I experienced the truth of Tocqueville’s observations firsthand when I polled a number of Black Friday shoppers at a Walmart in rural Virginia last year. I asked questions like, “Why did you come here?” and “What does Black Friday mean to you?” I had expected responses purely commercial in nature—“I came for the iPhone” or “Black Friday is the best day to save money for Christmas.” Instead, the people I polled told me they had come because shopping is a good family activity or that they believed in Black Friday because it is the first day in the season of giving.
Critics of Black Friday often view it as representative of the dark side of the American dream—a holiday devoted to consumerism and materialism that parodies the community that people experience the day before on Thanksgiving. But the fact that people go out to shop at an ungodly hour in the name of a community or family gives the holiday a certain amount of legitimacy as a mode (although a warped mode) of Christianity. Turning this day into a family event represents an attempt to baptize it and make it something permissible because it is not just about greed: Black Friday is about family and Christmas cheer.

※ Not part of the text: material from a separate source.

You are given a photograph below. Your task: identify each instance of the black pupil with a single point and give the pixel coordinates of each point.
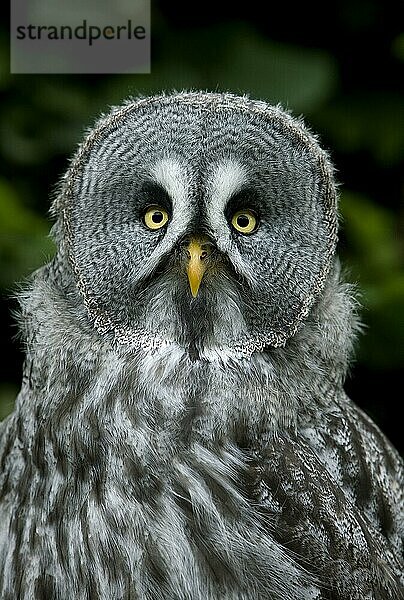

Of course, religion and commerce cannot coexist forever. Even now, it’s hard to see Christmas as a religious holiday because of all of the fanfare that surrounds the cult of Santa Claus, the blockbuster movie openings on Christmas, and of course, Black Friday. Maybe as Americans continue to compromise Christianity with materialism, Black Friday will become the new reason for the season.
But until then, the holiday remains something uniquely American—an attempt to conform a nationwide obsession with materialism and all of the post-Thanksgiving shoppers’ angst with the idea that it is all in preparation for the coming of the King of Kings.